Enhanced coronary artery segmentation and stenosis detection: Leveraging novel deep learning techniques
A. Abedin, Rusab Sarmun, Adam Mushtak, Mays T. Ali, Anwarul Hasan, Ponnuthurai Nagaratnam Suganthan, Muhammad E. H. Chowdhury
Abstract
Coronary artery disease (CAD) is a significant global health concern, emphasizing the need for reliable and automated diagnostic solutions. This study proposes a novel deep learning framework aimed at improving both full artery segmentation and stenosis localization by incorporating Self-Organizing Neural Networks (Self-ONN).

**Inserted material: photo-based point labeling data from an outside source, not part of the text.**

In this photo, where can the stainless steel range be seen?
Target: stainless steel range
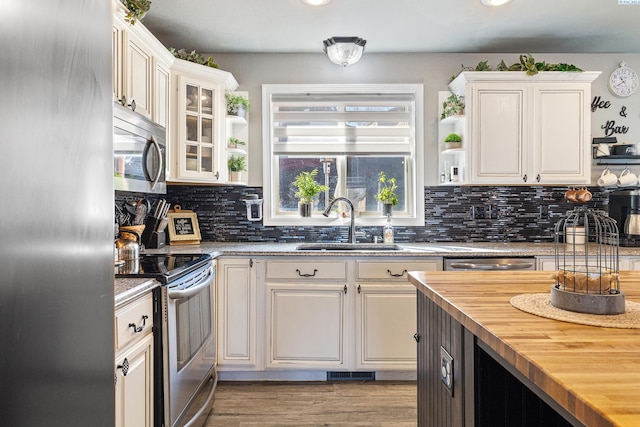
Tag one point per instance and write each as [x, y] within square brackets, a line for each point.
[185, 351]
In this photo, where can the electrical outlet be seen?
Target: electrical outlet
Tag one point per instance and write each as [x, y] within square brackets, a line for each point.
[477, 212]
[446, 370]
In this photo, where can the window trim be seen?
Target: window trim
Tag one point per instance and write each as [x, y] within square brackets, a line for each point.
[415, 181]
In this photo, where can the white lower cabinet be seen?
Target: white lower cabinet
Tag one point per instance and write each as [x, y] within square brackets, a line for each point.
[385, 309]
[281, 317]
[134, 363]
[307, 325]
[385, 325]
[237, 311]
[307, 305]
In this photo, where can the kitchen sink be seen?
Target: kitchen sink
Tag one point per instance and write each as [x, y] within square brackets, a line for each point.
[321, 246]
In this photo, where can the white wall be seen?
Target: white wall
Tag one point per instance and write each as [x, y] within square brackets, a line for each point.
[434, 71]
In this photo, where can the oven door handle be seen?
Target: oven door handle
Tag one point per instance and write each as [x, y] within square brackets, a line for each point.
[192, 290]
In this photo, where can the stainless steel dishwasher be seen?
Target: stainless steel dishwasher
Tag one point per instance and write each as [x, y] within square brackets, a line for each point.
[489, 264]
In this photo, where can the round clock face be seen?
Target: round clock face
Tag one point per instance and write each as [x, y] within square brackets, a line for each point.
[623, 81]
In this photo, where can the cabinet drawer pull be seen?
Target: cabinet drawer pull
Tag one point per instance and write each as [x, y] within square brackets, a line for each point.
[397, 275]
[307, 274]
[137, 329]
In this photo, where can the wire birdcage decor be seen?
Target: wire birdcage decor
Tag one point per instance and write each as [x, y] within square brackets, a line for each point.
[586, 254]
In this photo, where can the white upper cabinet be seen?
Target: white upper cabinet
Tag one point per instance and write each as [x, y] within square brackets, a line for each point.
[198, 125]
[527, 129]
[140, 67]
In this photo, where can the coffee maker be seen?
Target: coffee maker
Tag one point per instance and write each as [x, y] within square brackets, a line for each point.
[624, 207]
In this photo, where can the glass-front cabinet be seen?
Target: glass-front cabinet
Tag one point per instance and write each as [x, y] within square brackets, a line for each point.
[198, 154]
[199, 139]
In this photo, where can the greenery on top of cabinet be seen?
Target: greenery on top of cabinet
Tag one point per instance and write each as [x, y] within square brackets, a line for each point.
[137, 10]
[194, 57]
[527, 63]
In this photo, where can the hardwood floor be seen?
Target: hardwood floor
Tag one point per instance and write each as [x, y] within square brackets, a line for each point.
[335, 404]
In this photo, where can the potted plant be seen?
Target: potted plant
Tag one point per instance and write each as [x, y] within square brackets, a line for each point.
[453, 140]
[237, 105]
[308, 190]
[236, 165]
[137, 10]
[386, 193]
[452, 106]
[234, 142]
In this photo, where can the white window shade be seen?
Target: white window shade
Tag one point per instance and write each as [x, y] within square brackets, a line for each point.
[343, 124]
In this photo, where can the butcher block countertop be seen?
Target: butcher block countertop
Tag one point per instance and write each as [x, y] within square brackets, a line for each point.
[592, 372]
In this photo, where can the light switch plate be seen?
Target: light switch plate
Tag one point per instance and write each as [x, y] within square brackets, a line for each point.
[446, 369]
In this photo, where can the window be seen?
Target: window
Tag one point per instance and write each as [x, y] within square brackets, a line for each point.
[349, 134]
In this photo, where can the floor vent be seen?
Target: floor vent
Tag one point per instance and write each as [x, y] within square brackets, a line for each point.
[351, 376]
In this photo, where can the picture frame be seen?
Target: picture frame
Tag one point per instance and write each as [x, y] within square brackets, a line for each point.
[184, 228]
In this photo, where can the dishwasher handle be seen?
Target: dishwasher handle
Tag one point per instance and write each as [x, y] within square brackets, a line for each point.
[470, 265]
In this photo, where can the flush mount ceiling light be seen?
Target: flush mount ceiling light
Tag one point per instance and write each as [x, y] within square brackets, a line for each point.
[316, 2]
[494, 2]
[344, 50]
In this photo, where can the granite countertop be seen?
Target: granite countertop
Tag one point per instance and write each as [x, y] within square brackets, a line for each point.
[592, 372]
[407, 250]
[126, 289]
[458, 250]
[129, 289]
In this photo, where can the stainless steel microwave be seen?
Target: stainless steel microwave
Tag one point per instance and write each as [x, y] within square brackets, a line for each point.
[139, 155]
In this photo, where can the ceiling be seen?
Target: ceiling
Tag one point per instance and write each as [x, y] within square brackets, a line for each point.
[446, 26]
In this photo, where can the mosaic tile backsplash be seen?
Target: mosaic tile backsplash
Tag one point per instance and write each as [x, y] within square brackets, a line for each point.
[452, 214]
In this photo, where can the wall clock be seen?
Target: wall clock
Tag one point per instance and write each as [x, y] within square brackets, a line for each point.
[623, 81]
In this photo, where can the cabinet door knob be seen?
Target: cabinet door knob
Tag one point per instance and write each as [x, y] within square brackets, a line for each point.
[137, 329]
[306, 274]
[124, 367]
[397, 275]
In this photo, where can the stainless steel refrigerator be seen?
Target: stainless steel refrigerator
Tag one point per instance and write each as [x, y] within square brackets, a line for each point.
[56, 214]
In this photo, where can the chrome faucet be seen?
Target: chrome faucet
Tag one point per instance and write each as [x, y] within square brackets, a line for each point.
[352, 230]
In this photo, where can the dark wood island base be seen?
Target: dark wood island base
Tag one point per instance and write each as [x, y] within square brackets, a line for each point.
[510, 368]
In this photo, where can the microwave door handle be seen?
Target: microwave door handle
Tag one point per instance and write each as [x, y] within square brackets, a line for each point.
[192, 290]
[159, 152]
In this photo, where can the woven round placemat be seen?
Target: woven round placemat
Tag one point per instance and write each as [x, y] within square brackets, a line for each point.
[540, 305]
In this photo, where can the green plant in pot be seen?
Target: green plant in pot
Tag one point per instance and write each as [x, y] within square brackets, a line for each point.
[237, 105]
[453, 140]
[236, 164]
[452, 106]
[137, 10]
[235, 142]
[308, 191]
[386, 193]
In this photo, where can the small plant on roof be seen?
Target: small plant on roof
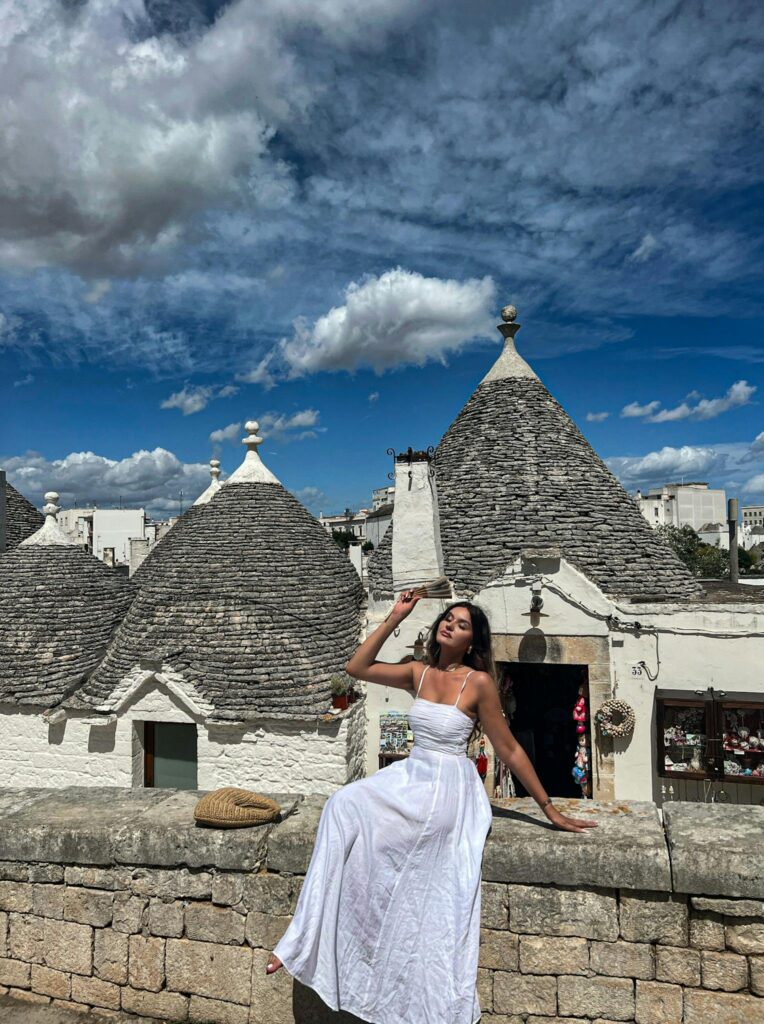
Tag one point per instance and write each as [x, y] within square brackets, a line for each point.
[339, 684]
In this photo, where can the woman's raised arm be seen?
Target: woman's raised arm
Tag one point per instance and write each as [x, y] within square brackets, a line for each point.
[363, 664]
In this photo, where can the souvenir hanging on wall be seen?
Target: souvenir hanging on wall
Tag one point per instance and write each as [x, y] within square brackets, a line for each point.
[580, 769]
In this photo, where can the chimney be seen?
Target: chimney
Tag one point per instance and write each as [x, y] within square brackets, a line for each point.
[732, 520]
[417, 556]
[3, 513]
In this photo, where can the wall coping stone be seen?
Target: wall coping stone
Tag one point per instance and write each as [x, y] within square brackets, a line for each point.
[701, 850]
[716, 849]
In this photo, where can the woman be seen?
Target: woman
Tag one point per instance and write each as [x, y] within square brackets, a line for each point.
[387, 925]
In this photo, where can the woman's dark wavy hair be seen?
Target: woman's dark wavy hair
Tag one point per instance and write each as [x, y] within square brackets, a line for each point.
[481, 655]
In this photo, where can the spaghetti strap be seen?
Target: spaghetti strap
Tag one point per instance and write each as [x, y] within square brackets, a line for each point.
[421, 678]
[463, 685]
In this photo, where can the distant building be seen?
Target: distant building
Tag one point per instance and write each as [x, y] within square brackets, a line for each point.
[348, 521]
[377, 522]
[383, 496]
[753, 515]
[683, 505]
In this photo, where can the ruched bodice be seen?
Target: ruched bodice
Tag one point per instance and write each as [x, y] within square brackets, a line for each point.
[439, 727]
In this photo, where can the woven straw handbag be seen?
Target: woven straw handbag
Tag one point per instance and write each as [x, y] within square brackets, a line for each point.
[234, 808]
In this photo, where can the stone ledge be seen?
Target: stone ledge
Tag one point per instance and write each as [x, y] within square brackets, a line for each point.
[627, 850]
[715, 849]
[111, 825]
[706, 850]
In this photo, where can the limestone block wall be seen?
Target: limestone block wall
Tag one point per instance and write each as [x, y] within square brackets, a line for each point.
[119, 903]
[302, 757]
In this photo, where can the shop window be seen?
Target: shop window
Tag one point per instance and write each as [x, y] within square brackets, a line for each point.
[711, 734]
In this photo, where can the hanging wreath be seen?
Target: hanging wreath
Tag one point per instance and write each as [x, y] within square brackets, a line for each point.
[616, 718]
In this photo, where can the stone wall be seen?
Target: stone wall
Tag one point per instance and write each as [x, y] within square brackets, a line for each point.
[118, 902]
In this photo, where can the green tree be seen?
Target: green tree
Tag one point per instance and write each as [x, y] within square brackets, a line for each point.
[702, 559]
[343, 538]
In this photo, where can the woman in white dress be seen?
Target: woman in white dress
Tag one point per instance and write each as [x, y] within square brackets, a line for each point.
[387, 924]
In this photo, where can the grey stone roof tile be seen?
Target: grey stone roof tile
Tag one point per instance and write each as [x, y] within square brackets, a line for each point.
[23, 518]
[58, 609]
[514, 471]
[248, 598]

The DenseSelfU-Net model leverages DenseNet121 as an encoder and a Self-ONN enhanced decoder within a U-Net based architecture to achieve robust feature extraction and precise full artery segmentation, achieving an IoU of 82.52% and a Dice score of 90.35% on the ARCADE Challenge dataset. For stenosis localization, Self-ONN is integrated into key components of the Multi-Scale Attention Network (MA-Net), which includes the Multi-Scale Fusion Attention Block (MFAB) and the Position-wise Attention Block (PAB), capturing complex vascular patterns through both local and global dependencies and resulting in the DenseSelfMA-Net model. The DenseSelfMA-Net achieves Dice scores of 60.59% and 60.36% and IoU scores of 46.09% and 45.36% for the MFAB and PAB configurations, respectively on the ARCADE challenge dataset. These results demonstrate the effectiveness of Self-ONN in enhancing diagnostic precision and facilitating early CAD diagnosis, with promising implications for clinical practice.